Russians started the weekend with absolutely no idea what kind of government they're going to live under, what their currency is worth, or what the future might bring.

About the only thing clear after a week of political and economic limbo in the world's second-largest nuclear power was that President Boris Yeltsin was alive and working Friday - no small detail. Rumors of his death or resignation had rocked world financial markets a day earlier.

The president, who'd spent the past five weeks at his country retreat outside Moscow, returned to the Kremlin, seemingly eager to prove to his constituents and the world that he's in control.

"I'm not going anywhere,"Yeltsin said in a nationally televised interview Friday evening."I'm staying at work ... to the end of my term. In 2000, there will be a new election."

Yeltsin had had a very busy day. He met with the visiting Bulgarian president, as well as with U.S. Deputy Secretary of State Strobe Talbott to talk about President Clinton's upcoming visit to Moscow, scheduled to start Tuesday.

Meanwhile, acting Prime Minister Viktor Chernomyrdin spent the day horse trading with hard-line opponents over their demands for Yeltsin's resignation and a reversal of free-market reforms.

Chernomyrdin accepted a package of Soviet-era economic measures, which parliamentary leaders had demanded as a condition for confirming his appointment, Russian news agencies reported. These demands from the Communist-led State Duma included an economic strategy that would reassert state control over the banking and defense sectors.

In another apparent concession to hard-liners, Yeltsin fired prominent reformer Anatoly Chubais, putting him out of a government job for the third time. Chubais was the government's chief negotiator with international lenders, obtaining a $22.6 billion emergency bailout package this summer that failed to stem the financial crisis.

Russia's economic crisis snowballed last week when the government announced it was devaluing the ruble and effectively defaulting on $32 billion in debt. Soon after, Yeltsin fired the 5-month-old government of Prime Minister Sergei Kiriyenko. Since then, the ruble has fallen more than 40 percent against the U.S. currency.

In the midst of the shaky political situation, the official currency bourse remained closed for the third straight day. The last transactions on Tuesday left the official exchange rate at 7.86 rubles to the dollar. The street rate was about 10 rubles to the dollar.

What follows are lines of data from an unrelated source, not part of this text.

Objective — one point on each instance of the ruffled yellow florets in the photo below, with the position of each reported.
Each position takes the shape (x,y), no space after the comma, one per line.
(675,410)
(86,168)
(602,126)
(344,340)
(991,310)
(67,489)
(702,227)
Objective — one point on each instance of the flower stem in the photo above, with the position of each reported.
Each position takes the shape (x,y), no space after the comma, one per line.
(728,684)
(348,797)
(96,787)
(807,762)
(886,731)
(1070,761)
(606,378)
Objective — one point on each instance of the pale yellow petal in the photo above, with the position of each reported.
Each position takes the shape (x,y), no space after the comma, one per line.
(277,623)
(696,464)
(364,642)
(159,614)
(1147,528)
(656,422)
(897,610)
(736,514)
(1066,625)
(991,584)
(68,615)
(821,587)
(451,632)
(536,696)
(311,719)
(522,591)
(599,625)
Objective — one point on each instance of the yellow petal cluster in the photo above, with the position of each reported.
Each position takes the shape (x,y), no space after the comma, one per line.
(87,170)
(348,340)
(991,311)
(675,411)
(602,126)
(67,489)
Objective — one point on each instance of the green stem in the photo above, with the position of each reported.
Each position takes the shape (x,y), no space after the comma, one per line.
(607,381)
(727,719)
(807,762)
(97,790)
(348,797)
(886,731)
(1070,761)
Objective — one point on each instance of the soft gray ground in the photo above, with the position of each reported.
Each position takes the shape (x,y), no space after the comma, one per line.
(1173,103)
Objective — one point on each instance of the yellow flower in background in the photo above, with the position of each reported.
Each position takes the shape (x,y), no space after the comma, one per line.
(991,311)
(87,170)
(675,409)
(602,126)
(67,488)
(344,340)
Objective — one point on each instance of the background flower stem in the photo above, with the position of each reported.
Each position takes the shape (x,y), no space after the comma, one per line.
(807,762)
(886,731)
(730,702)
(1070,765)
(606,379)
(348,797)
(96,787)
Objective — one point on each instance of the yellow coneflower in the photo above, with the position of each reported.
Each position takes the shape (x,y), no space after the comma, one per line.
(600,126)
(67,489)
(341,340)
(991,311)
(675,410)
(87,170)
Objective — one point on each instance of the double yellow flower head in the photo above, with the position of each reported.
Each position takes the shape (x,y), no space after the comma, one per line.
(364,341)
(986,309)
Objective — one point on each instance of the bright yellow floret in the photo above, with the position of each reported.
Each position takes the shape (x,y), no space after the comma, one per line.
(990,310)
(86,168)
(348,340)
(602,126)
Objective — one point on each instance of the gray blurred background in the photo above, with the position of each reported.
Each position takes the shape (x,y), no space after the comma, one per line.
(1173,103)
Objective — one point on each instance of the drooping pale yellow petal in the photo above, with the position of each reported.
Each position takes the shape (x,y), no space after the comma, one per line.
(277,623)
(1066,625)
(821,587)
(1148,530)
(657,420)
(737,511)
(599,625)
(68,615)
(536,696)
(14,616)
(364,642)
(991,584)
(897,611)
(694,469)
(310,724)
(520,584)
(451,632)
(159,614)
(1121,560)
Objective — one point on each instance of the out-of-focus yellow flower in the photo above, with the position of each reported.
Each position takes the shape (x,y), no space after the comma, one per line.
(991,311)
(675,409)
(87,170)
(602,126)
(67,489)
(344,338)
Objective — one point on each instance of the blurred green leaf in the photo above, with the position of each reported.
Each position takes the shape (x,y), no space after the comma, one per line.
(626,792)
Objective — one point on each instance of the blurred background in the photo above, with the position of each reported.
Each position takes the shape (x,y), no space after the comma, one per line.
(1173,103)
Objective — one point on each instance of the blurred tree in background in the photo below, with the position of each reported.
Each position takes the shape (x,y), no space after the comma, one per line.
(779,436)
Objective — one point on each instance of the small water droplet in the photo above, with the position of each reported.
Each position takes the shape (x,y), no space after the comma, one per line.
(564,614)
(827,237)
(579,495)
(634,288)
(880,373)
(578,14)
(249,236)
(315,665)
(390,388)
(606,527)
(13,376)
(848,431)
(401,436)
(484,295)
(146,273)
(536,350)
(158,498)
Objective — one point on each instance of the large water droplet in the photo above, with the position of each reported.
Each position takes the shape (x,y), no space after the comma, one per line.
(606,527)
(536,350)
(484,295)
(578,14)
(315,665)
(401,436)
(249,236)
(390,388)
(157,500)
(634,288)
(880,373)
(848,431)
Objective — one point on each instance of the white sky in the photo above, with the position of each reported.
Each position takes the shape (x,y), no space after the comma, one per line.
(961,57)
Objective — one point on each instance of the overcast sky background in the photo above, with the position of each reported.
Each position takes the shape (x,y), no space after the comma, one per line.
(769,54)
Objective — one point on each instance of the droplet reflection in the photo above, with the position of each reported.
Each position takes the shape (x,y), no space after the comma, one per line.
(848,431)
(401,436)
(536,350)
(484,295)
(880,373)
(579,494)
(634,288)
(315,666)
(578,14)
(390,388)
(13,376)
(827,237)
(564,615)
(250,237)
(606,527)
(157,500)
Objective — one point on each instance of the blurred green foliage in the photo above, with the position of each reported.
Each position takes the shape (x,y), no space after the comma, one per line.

The Russian stock market rose 5.6 percent on very thin trading of 5.5 million shares. The benchmark Russian Trading System index is at historic lows.

Parliamentary leaders called for a special Monday session of the State Duma, parliament's lower house, to consider Chernomyrdin's confirmation as prime minister. Duma deputies said earlier this week that quick approval for the 60-year-old veteran politician was depenent on Chernomyrdin's promising to appoint a coalition government and erase some of the sweeping powers Yeltsin gave the presidency when he oversaw the framing of the country's constitution.

Yeltsin's envoy to the Duma, Alexander Kotenkov, said Chernomyrdin had agreed to the hard-liners' economic proposals and would present them to parliament as his own program, the news agency ITAR-Tass reported.

The package calls for such Soviet-style economic measures as currency controls, fixed prices, state ownership and the printing of new money.

"Privatization didn't lead to a restructuring of the economy and has failed to create an effective class of property owners,'' the draft proposals said, according to an Associated Press report. "The situation demands increasing the role of the state in regulating the economy."

The agreement would give lawmakers more say over Cabinet appointments and government policies. It apparently also would offer certain guarantees - such as immunity from prosecution - if a president stepped down. This provision fueled speculation that Yeltsin's resignation was imminent.

Discussions with the Duma were expected to continue through the weekend. Legally, however, Chernomyrdin has no obligation to follow through with any political deal struck with the Duma.